Yenigün Gazetesi

Erkal Etçioğlu

BÖLÜCÜ TERÖRÜN ALT YAPISI

Hakkari İlinin Şemdinli İlçesinde bulunan Aktütün Sınır Jandarma Karakolu’na düzenlenen hain saldırı sonucunda 15 vatan evladı daha şehit oldu. Hepimizin yüreği dağlandı. Ama insan düşününce bunun ne ilk ne de son olmayacağını elbette görüyor. Dış odaklarlarca desteklenen ihanet şebekesinin kökünü kurutmak gerekli. Ama nasıl? Sadece askeri operasyonlar bu işe yeter mi? Elbette hayır. Çünkü bölücü etnik terör hangi kaynaklardan besleniyorsa onun bu destek damarlarını kesmek gerekiyor. Bunun birinci kaynağı ;

  • Bölgede “kaçakçılık ekonomisinden “ büyük gelir sağlayan ekonomik yapının süratle yok edilmesi gerekiyor. Transit yollar üzerindeki bölgede uyuşturucu, göçmen, silah, haraç ve kaçak mal trafiğinin (özellikle akaryakıt, hayvancılık) denetim altına alınması için acil tedbirler alınmalıdır.Ticareti geliştirici ve serbestleştirici yeni yasal düzenlemeler yapılmalıdır. Eğer bu tedbirler alınmazsa bu ekonomiye ortak olmuş bütün taraflar terörden çıkar umacaklardır. Bu yüzden terör eylemleri bu sektör tarafından finanse edilecektir. Ayrıca teröre karıştıkları yada yataklık ettikleri mahkemece tespit edilen şahısların mal varlıkları ile bankalardaki paraları kendileri aklanana kadar mutlaka bloke edilmelidir. Terörün mali kaynaklarını kesmek için Avrupa’da kurulu finans sistemi mutlaka çökertilmelidir.
  • Bölgedeki “feodal yapı ve aşiret düzeni” mutlaka değiştirilmelidir. Bunun için terör merkezi haline gelen iller yeni teşvik politikaları ile “yatırım ve istihdam merkezleri” haline getirilmelidir.

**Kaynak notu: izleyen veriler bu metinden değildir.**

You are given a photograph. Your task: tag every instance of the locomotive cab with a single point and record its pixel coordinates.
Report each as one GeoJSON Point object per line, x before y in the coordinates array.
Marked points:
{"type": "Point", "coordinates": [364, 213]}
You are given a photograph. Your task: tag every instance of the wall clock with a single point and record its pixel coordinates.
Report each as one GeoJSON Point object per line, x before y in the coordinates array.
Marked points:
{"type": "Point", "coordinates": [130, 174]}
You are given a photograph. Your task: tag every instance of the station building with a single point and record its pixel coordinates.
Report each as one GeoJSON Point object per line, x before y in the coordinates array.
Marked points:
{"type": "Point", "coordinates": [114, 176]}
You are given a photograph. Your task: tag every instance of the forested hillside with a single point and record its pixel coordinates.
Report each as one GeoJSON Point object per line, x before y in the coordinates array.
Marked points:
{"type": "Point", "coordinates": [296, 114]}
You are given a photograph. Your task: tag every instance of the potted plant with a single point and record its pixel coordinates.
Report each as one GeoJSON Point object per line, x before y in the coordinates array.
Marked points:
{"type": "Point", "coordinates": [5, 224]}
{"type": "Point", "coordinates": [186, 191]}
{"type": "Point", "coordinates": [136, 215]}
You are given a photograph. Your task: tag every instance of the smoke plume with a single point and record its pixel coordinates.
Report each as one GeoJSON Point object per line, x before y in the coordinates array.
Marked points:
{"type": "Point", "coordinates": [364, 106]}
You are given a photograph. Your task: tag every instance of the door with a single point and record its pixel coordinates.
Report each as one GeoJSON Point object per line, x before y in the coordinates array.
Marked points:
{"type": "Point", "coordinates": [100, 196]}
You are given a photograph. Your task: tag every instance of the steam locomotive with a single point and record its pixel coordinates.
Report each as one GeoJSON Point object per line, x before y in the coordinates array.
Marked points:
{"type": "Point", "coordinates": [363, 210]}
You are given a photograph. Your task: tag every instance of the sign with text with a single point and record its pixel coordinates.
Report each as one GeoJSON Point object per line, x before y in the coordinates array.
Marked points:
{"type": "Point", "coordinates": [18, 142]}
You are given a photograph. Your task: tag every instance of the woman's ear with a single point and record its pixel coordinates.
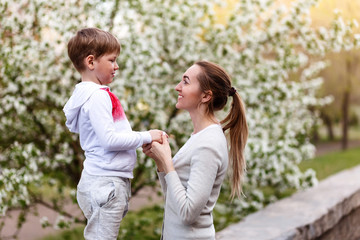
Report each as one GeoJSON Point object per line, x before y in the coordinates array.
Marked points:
{"type": "Point", "coordinates": [206, 96]}
{"type": "Point", "coordinates": [89, 62]}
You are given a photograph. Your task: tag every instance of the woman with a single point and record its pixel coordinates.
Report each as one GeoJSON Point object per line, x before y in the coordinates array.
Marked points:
{"type": "Point", "coordinates": [191, 181]}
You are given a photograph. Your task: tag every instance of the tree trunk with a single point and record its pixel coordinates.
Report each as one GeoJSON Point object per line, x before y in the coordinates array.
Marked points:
{"type": "Point", "coordinates": [329, 126]}
{"type": "Point", "coordinates": [345, 122]}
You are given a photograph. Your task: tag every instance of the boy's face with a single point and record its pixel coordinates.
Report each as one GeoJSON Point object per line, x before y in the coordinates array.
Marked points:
{"type": "Point", "coordinates": [105, 68]}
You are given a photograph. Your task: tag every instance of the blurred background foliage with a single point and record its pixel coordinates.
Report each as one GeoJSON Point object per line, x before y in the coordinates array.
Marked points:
{"type": "Point", "coordinates": [274, 50]}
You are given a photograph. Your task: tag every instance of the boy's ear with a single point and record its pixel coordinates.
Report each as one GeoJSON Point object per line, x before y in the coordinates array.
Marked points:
{"type": "Point", "coordinates": [89, 62]}
{"type": "Point", "coordinates": [206, 96]}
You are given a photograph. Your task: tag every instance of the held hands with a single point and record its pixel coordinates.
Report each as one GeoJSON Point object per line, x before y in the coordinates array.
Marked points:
{"type": "Point", "coordinates": [161, 153]}
{"type": "Point", "coordinates": [156, 135]}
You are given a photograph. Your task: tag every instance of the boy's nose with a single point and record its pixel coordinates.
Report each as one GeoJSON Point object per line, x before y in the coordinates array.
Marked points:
{"type": "Point", "coordinates": [177, 87]}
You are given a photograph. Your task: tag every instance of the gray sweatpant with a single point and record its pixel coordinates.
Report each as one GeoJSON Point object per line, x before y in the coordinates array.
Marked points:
{"type": "Point", "coordinates": [104, 202]}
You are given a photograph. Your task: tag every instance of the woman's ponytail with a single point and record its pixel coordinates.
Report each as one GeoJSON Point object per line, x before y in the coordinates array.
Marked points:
{"type": "Point", "coordinates": [235, 122]}
{"type": "Point", "coordinates": [214, 78]}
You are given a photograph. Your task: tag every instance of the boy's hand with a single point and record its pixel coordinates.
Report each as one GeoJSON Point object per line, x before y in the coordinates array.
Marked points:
{"type": "Point", "coordinates": [156, 135]}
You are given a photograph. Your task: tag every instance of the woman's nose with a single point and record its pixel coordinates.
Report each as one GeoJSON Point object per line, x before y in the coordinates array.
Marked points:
{"type": "Point", "coordinates": [177, 87]}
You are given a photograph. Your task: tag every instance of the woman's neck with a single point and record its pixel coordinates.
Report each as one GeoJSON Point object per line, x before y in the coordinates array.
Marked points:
{"type": "Point", "coordinates": [201, 121]}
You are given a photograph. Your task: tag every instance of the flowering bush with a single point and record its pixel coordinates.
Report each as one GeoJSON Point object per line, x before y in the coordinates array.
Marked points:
{"type": "Point", "coordinates": [263, 46]}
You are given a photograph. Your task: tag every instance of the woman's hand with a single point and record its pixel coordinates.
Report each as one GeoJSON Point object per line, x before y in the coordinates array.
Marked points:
{"type": "Point", "coordinates": [161, 153]}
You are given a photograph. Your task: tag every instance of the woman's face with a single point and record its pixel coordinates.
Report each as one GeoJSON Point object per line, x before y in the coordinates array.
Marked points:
{"type": "Point", "coordinates": [190, 94]}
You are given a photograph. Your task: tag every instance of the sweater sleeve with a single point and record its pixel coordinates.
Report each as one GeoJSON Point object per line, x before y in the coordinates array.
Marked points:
{"type": "Point", "coordinates": [190, 201]}
{"type": "Point", "coordinates": [100, 114]}
{"type": "Point", "coordinates": [162, 181]}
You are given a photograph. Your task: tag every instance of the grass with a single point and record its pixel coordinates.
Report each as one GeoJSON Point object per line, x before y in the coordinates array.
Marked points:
{"type": "Point", "coordinates": [332, 163]}
{"type": "Point", "coordinates": [146, 223]}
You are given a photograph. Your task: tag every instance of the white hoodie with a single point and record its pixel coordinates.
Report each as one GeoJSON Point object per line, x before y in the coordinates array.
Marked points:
{"type": "Point", "coordinates": [109, 145]}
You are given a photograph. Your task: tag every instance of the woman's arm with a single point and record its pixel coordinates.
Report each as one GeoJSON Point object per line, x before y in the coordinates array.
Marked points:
{"type": "Point", "coordinates": [100, 115]}
{"type": "Point", "coordinates": [189, 201]}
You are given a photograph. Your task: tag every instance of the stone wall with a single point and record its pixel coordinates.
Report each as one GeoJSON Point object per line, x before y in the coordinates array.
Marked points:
{"type": "Point", "coordinates": [330, 210]}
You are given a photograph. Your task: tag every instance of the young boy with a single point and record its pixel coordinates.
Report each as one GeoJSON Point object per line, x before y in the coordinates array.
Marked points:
{"type": "Point", "coordinates": [105, 134]}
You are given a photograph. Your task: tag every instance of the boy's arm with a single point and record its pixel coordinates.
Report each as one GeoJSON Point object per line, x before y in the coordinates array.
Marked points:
{"type": "Point", "coordinates": [101, 119]}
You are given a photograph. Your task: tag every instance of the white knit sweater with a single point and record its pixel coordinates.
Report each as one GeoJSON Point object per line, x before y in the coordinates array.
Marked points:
{"type": "Point", "coordinates": [192, 190]}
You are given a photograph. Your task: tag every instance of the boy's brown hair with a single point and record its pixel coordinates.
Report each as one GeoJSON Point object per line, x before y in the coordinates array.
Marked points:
{"type": "Point", "coordinates": [91, 41]}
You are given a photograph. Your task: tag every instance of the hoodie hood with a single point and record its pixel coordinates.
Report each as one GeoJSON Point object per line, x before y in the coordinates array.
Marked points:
{"type": "Point", "coordinates": [81, 94]}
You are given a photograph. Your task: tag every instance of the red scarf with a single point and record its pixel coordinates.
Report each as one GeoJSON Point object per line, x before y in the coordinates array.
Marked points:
{"type": "Point", "coordinates": [117, 110]}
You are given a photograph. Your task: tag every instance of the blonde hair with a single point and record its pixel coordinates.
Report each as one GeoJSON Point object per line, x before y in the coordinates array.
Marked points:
{"type": "Point", "coordinates": [214, 78]}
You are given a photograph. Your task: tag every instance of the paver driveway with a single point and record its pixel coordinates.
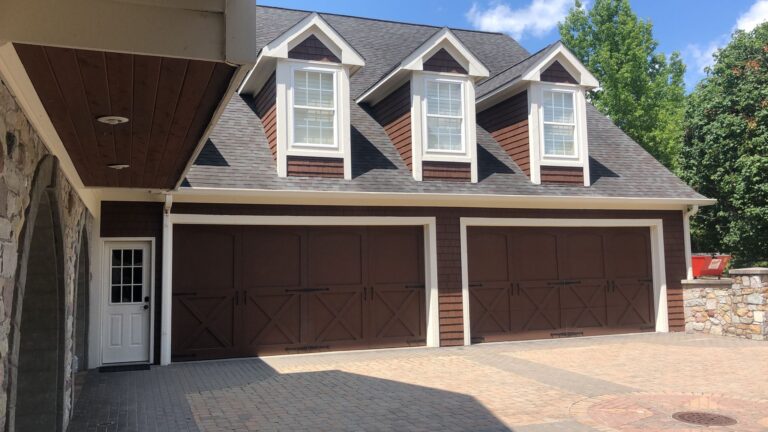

Uzun zamandır hasır altı edilen” tarım ve toprak reformu” mutlaka tamamlanmalıdır. Bölgede topraksız köylü ve işsiz genç kalmamalıdır. Bu yolla dağa çıkış önlenmelidir. Bölge illerinde yeni üniversitelerin kurulması bu yönden isabetlidir.
  • Aynı dinden ve kültürden gelen Türkler ve Kürtler büyük bir “bölücü ve kışkırtıcı

propagandanın” hedefleri haline gelmişlerdir. Kürt dediğimiz kardeşlerimizin yaklaşık % 65’i Türkiye’nin batısında ikamet etmektedirler. Türkler ve Kürtler tam bin yıldır beraberce yaşamaktadırlar. Karşılıklı güvene ve paylaşıma dayanan bu birliktelik Sevr anlaşmasından beri dış odaklarca bozulmak istenmektedir. Zaten Kürt kardeşlerimizin çoğu da bölücü terör örgütünden nefret etmektedirler. Devletine, bayrağına ve vatanına bağlı Kürt kökenli vatandaşlarımıza PKK’lı muamelesi yapılmamalıdır. Bu sorun bir Güneydoğu ve Kürt sorunu değildir. Devlete baş kaldırmış uluslar arası sömürünün uşağı olmuş Marksist bir örgütle Türkiye Cumhuriyetinin arasındaki bir varlık mücadelesidir. Kendisine kökenine bakılmaksızın Türk’üm diyen herkes de devletinin yanındadır. Bu yüzden kendi tabanı ile arasında dünya görüşü farklılığı olan bu bölücü örgüt İslam’a yönelip insanlarımızı kandırma peşindedir. Zaten bölücü örgüt askeri mücadele yerine kendine “siyasallaşma” hedefini seçmiştir. Kurdurduğu siyasi partilerle etnik bölücülük yapmaya çalışmaktadır. Etnik tabana veya dini anlayışa dayalı siyasi parti kurmak anayasamıza göre suçtur. Bu zavallılar Türkiye’yi bölmeye güçlerinin yetmeyeceğini elbette biliyorlar. Amaçları ayrı yaşamaktan ziyade Türkiye’nin büyümesini ve gelişmesini engellemek stratejisine dayanmış durumdadır.

Çünkü bu yüzden patronlarından aferin alıyorlar. Küreselleşmenin ülkeleri parça parça etmeye çalıştığı günümüzde birlikte direnmek ve ayakta kalmak zorundayız. Çıkarmak istedikleri şey bir kardeş kavgasıdır. Eğer bu kavga çıkarsa sonucu şimdiden bellidir.Ülkemizi yeni karalamalar ve iftiralar karşında bırakmamak için dikkatli olmak zorundayız. Türk ve Kürtler birbirinin düşmanı değildirler. Ebedi dostluğumuzu bozmaya yönelik psikolojik savaş metotlarına inanmadan dinimizin ve anayasamızın ön gördüğü müşterek gelişmeyi mutlaka başarmalıyız.

Hiçbir devlet kendini böldürmez. Yedi düvelin başaramadığını bir terör örgütü mü başaracak?

Türkiye Cumhuriyeti ordusu ve milleti ile bir bütün olarak kendisini her şartta müdafaa edecek güç ve kudrettedir. Bundan kimsenin ve özellikle sözde müttefiklerin şüphesi olmasın.